KeyDefaultWhat it controls
cacheRetention"long"Base TTL hint: "none", "short" (5m), or "long" (1h)
adaptiveCacheRetentiontrueWhether to escalate from short to long after warm-up turns
cacheBreakpointStrategy"single"Breakpoint placement: "single", "multi-zone", or "auto"
cacheRetentionOverrides{}Per-model-prefix overrides, e.g. "claude-haiku": "none"
advancedCacheOptimization.enableRecentZonePromotiontruePromote recent-zone breakpoint from 5m to 1h in slow channels

Gemini explicit cache

KeyDefaultWhat it controls
geminiCache.enabledfalseEnable Gemini CachedContent API
geminiCache.maxActiveCaches20Max simultaneous cached content objects per agent
For Gemini agents, cacheRetention has no effect. Gemini uses the CachedContent API exclusively, managed by GeminiCacheManager. TTL is fixed at 3600 seconds with a 50%-interval refresh on active sessions.

Context engine

KeyDefaultWhat it controls
contextEngine.observationKeepWindow25Tool results kept with full content (observation masker)
contextEngine.observationTriggerChars120,000Chars before observation masking activates
contextEngine.compactionCooldownTurns5Turns between LLM compaction triggers
contextEngine.compactionPrefixAnchorTurns2Head turns preserved during compaction for cache prefix stability
contextEngine.historyTurns15Recent user turns kept verbatim (pipeline mode)

Tool lifecycle

KeyDefaultWhat it controls
toolLifecycle.enabledtrueWhether unused tools are demoted after N turns
toolLifecycle.demotionThreshold20Turns of non-use before a tool is schema-stripped and deferred

Compaction (session)

KeyDefaultWhat it controls
session.compaction.reserveTokens16,384Tokens reserved for summary during SDK auto-compaction
session.compaction.keepRecentTokens32,768Recent-message tokens kept after SDK auto-compaction

Tips for long-running agents

If your agent drifts after many turns, the observation masker may be aggressively replacing tool results with placeholders before the model has used them. Try raising contextEngine.observationKeepWindow from 25 to 35 or 40. If compaction runs too frequently, raise contextEngine.compactionCooldownTurns.
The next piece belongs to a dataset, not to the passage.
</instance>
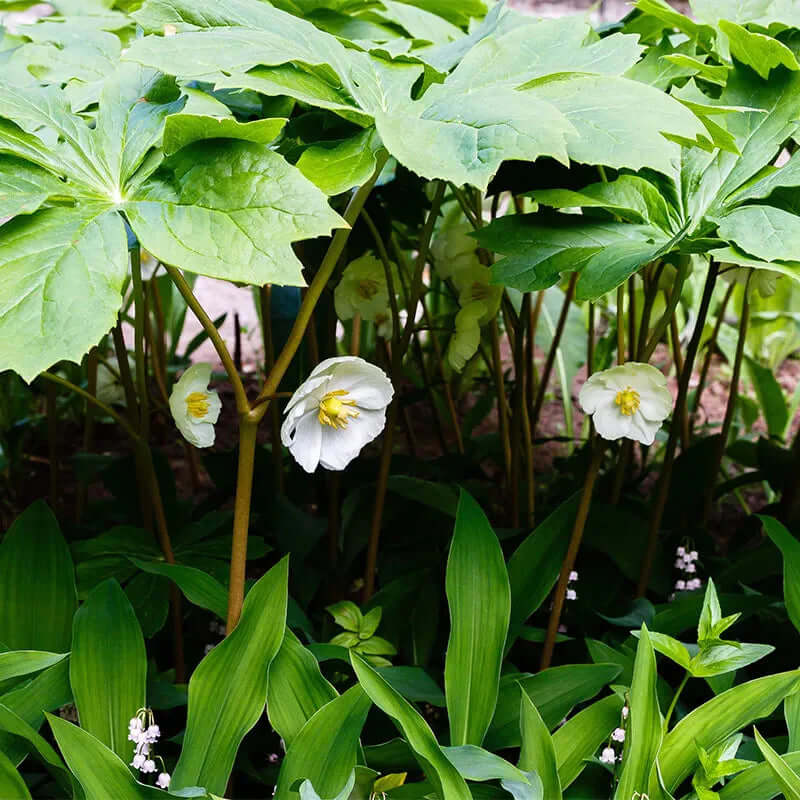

The default of 5 turns is conservative. Sessions with slow-moving conversations (e.g., a Telegram channel where messages arrive every 10 minutes) can tolerate 10–15 turns between compactions. If you see high cache-write costs on Haiku or Sonnet with small prompts, set adaptiveCacheRetention: false and cacheRetention: "short". This prevents the system from writing expensive 1h TTL entries on sessions that complete in under 5 minutes. If your agent has many MCP tools, leave deferredTools.mode at "auto" and use deferredTools.neverDefer to pin the tools your agent uses on almost every turn. This avoids a discover_tools round-trip for high-frequency tools. If a tool produces very large results (build logs, full file contents, API responses), the default 8K microcompaction threshold will offload them automatically. The agent can still read the full content on demand. If the offloaded path is causing confusion, raise maxToolResultChars per-agent to keep more content inline. For Gemini agents, enable geminiCache once your system prompt stabilizes. The CachedContent API gives explicit per-object lifecycle control and is more predictable than the Anthropic implicit prefix cache for long-lived agents.